The Fun House
Warped mirrors reflecting back a distorted image of yourself, moving floors as you walk not knowing if you will fall, and plastic clown faces popping out at you to surprise, startle, and scare you. Sometimes this process I am going through feels like I am walking through a Fun House just trying to get to the other side. I know there is an end to the madness and at times I cling to those around me and hid my face in their chest so I cannot see what is happening as I shuffle along.. Sometimes the ones that should be walking beside you are actually hiding in the dark corners and popping out their real intent at you. It’s startling and upsetting, but its good to know who you can cling to and who you can’t. There is a real flushing out of reality and truth when a family member, friend, and spouse or parent dies. It is unimaginable to some people and the reality of it all makes them react in strange unpredictable ways. This is the aspect that I fear no one talks about.
My signs of late have been about forgiveness. Messages in the form of angel cards, emails, books, radio, commercials… The words forgiveness and forgive keep crossing my field of vision and my range of hearing. I hear you, Universe. I know the angels are above me gently reminding me of human error and frailty and compassion. I am not perfect by any stretch of the word. I am a learner. Forgiving is at the heart of peace. And I must through this process learning to forgive while making the final steps out of this crazy Fun House.

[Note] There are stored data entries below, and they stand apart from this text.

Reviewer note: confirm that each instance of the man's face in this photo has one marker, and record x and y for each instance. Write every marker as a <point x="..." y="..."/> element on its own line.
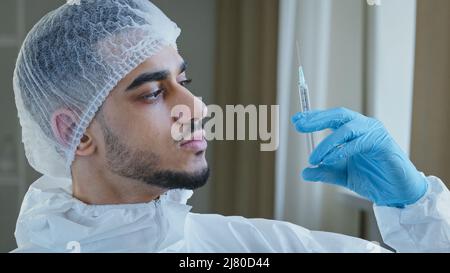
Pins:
<point x="136" y="124"/>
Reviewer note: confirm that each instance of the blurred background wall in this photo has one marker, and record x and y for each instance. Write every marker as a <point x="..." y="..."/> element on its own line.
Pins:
<point x="242" y="52"/>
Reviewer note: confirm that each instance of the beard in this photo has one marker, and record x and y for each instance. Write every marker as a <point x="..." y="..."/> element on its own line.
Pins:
<point x="143" y="166"/>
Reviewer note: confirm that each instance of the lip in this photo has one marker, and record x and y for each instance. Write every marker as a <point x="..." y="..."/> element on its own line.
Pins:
<point x="195" y="142"/>
<point x="195" y="145"/>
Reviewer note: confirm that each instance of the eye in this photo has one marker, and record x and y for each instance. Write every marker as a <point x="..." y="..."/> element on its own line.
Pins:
<point x="186" y="82"/>
<point x="153" y="96"/>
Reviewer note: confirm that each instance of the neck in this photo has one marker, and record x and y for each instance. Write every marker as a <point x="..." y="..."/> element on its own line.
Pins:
<point x="96" y="185"/>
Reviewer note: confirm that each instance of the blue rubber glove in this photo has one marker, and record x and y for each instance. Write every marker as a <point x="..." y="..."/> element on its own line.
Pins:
<point x="361" y="156"/>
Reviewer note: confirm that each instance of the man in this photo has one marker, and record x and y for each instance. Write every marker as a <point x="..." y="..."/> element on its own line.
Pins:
<point x="96" y="83"/>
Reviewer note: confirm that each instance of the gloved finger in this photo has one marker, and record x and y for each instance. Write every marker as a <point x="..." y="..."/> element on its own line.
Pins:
<point x="344" y="134"/>
<point x="354" y="147"/>
<point x="313" y="121"/>
<point x="325" y="174"/>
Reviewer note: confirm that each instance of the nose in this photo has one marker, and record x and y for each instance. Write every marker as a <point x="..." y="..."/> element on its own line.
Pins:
<point x="189" y="109"/>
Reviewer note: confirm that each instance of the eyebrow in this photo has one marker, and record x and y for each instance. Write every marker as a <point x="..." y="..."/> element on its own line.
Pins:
<point x="153" y="76"/>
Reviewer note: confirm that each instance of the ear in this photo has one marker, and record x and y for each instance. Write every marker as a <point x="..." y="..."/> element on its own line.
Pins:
<point x="63" y="123"/>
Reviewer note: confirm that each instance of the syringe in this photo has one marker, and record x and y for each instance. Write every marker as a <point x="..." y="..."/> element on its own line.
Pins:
<point x="305" y="104"/>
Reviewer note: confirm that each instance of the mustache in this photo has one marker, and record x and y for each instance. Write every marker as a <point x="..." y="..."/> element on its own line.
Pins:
<point x="191" y="128"/>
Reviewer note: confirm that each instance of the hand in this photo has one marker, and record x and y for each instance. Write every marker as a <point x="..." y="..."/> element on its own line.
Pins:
<point x="361" y="156"/>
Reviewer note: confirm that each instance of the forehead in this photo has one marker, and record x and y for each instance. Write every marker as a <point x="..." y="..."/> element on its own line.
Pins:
<point x="167" y="59"/>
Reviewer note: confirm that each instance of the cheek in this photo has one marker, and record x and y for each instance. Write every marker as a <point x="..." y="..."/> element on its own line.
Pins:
<point x="150" y="127"/>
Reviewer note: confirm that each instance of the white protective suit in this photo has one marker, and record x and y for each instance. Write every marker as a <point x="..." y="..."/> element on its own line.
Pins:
<point x="51" y="220"/>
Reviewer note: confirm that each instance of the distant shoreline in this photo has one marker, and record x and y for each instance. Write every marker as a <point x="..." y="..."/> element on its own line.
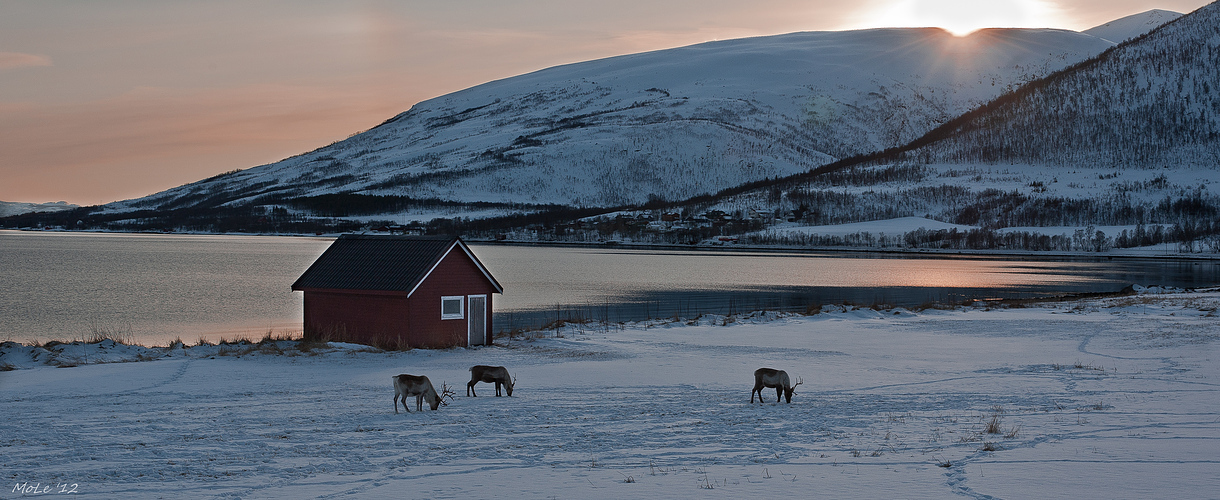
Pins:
<point x="1126" y="254"/>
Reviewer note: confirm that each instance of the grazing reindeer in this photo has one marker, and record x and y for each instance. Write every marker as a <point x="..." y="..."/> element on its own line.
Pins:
<point x="415" y="385"/>
<point x="495" y="375"/>
<point x="776" y="378"/>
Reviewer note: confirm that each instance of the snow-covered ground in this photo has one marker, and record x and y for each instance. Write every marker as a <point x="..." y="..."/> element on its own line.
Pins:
<point x="1101" y="398"/>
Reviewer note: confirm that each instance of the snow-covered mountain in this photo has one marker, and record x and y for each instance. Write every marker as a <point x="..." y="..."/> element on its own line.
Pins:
<point x="1126" y="28"/>
<point x="664" y="125"/>
<point x="16" y="207"/>
<point x="1129" y="138"/>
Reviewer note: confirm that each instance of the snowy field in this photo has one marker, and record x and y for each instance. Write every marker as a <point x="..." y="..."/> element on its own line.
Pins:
<point x="1090" y="399"/>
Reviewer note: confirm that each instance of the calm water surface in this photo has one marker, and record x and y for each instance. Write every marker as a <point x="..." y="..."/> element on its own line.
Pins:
<point x="155" y="288"/>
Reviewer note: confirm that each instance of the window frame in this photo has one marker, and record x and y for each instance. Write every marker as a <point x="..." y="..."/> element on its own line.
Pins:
<point x="461" y="307"/>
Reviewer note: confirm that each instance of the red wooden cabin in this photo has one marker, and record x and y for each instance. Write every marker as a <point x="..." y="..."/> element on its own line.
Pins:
<point x="398" y="292"/>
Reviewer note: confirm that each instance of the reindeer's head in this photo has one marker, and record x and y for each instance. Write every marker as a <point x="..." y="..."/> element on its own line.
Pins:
<point x="447" y="393"/>
<point x="432" y="398"/>
<point x="792" y="389"/>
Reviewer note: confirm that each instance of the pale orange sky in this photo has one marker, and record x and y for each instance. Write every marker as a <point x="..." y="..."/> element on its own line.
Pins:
<point x="109" y="100"/>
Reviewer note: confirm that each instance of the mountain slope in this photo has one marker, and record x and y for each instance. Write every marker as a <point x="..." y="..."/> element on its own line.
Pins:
<point x="671" y="123"/>
<point x="1149" y="104"/>
<point x="1136" y="25"/>
<point x="1129" y="138"/>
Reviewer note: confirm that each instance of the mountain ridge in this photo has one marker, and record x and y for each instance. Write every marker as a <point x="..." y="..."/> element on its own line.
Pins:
<point x="664" y="125"/>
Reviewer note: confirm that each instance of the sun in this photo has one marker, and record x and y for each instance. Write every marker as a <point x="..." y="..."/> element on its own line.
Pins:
<point x="960" y="17"/>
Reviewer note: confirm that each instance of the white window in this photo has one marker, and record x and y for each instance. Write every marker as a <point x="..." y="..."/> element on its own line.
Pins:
<point x="452" y="307"/>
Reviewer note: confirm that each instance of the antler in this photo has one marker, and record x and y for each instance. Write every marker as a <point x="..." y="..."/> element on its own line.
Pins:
<point x="445" y="393"/>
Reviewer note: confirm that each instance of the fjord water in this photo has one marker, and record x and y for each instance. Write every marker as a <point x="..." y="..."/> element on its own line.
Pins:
<point x="153" y="288"/>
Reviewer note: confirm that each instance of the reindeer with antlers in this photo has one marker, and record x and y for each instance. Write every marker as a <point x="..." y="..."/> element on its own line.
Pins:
<point x="421" y="388"/>
<point x="776" y="378"/>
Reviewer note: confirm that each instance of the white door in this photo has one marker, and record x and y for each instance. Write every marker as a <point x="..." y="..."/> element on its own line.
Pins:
<point x="477" y="322"/>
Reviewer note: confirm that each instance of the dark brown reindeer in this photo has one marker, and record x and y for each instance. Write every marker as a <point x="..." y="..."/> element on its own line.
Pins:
<point x="419" y="387"/>
<point x="776" y="378"/>
<point x="495" y="375"/>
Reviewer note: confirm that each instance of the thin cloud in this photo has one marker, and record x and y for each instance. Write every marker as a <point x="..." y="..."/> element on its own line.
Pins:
<point x="18" y="60"/>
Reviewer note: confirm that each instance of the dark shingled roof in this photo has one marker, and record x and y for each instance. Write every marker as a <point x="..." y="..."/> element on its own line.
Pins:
<point x="380" y="262"/>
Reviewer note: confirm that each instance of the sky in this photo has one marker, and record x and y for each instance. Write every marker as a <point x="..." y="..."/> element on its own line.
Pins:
<point x="110" y="100"/>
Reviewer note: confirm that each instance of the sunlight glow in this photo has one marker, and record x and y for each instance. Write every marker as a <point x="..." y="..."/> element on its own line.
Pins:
<point x="961" y="17"/>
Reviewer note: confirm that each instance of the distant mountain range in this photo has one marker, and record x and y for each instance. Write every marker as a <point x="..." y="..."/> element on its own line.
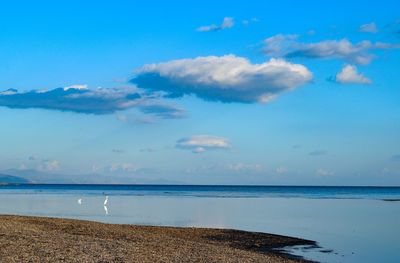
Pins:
<point x="9" y="179"/>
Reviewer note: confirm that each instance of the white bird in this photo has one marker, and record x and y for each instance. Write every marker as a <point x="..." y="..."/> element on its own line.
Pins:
<point x="106" y="210"/>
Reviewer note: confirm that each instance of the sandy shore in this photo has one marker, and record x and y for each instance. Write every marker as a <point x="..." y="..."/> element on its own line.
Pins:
<point x="33" y="239"/>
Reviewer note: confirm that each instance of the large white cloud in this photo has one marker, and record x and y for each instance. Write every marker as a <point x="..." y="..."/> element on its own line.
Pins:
<point x="227" y="78"/>
<point x="349" y="75"/>
<point x="202" y="143"/>
<point x="289" y="46"/>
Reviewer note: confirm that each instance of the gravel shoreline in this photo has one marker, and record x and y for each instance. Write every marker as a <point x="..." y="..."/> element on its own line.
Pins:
<point x="38" y="239"/>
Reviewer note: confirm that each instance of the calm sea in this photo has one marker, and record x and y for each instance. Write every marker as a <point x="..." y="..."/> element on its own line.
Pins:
<point x="350" y="224"/>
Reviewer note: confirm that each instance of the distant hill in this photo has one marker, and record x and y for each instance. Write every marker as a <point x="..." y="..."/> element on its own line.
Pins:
<point x="9" y="179"/>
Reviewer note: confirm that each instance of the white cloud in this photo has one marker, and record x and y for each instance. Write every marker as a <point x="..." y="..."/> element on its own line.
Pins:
<point x="324" y="172"/>
<point x="80" y="99"/>
<point x="281" y="170"/>
<point x="245" y="167"/>
<point x="49" y="165"/>
<point x="227" y="78"/>
<point x="369" y="28"/>
<point x="121" y="167"/>
<point x="77" y="86"/>
<point x="349" y="75"/>
<point x="202" y="143"/>
<point x="247" y="22"/>
<point x="228" y="22"/>
<point x="358" y="53"/>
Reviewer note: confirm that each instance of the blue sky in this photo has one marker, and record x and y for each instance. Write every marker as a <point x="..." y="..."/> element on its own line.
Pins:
<point x="255" y="92"/>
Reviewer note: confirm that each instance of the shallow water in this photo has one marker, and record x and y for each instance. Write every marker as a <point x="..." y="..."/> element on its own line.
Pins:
<point x="356" y="224"/>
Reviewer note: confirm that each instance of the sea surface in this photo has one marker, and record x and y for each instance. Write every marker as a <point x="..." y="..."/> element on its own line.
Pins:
<point x="350" y="224"/>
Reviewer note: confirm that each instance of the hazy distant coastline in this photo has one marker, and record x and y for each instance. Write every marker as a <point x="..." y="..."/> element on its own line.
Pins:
<point x="54" y="240"/>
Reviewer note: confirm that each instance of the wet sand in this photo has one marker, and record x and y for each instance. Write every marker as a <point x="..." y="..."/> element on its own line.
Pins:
<point x="34" y="239"/>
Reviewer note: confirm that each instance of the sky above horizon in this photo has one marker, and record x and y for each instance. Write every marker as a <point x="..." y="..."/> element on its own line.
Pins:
<point x="255" y="92"/>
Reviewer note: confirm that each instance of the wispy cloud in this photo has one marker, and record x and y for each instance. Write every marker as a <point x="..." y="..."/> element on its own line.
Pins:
<point x="80" y="99"/>
<point x="281" y="170"/>
<point x="245" y="167"/>
<point x="369" y="28"/>
<point x="324" y="172"/>
<point x="202" y="143"/>
<point x="119" y="151"/>
<point x="227" y="79"/>
<point x="75" y="98"/>
<point x="395" y="158"/>
<point x="317" y="153"/>
<point x="247" y="22"/>
<point x="349" y="75"/>
<point x="163" y="111"/>
<point x="49" y="165"/>
<point x="228" y="22"/>
<point x="358" y="53"/>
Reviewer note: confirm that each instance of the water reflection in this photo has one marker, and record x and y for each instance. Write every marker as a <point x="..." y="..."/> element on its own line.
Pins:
<point x="355" y="230"/>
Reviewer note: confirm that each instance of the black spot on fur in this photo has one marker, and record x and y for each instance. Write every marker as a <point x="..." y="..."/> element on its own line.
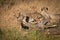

I liken this issue to people getting trapped in the swirling tunnel of the Fun House and the fear of not being able to get out. You are swirling about in your own dealings and it is hard to comprehend and feel and help those around you that are caught up in the same tunnel. You are bumping and crashing into each other not able to help one another. This is how this process goes and I am sure most people don’t like to talk about this aspect of grief and losing someone close to you. It draws out the negative nature in us all. It is the yang in our personalities and it counterbalances the yin we all like to project. Like a Fun House mirror, it reflects back the image of yourself you don’t want to see. Acceptance of your own personal limitations and forgiveness of yourself and others coupled with communication is the foundation of moving forward in my perspective. It is the path out of the Fun House.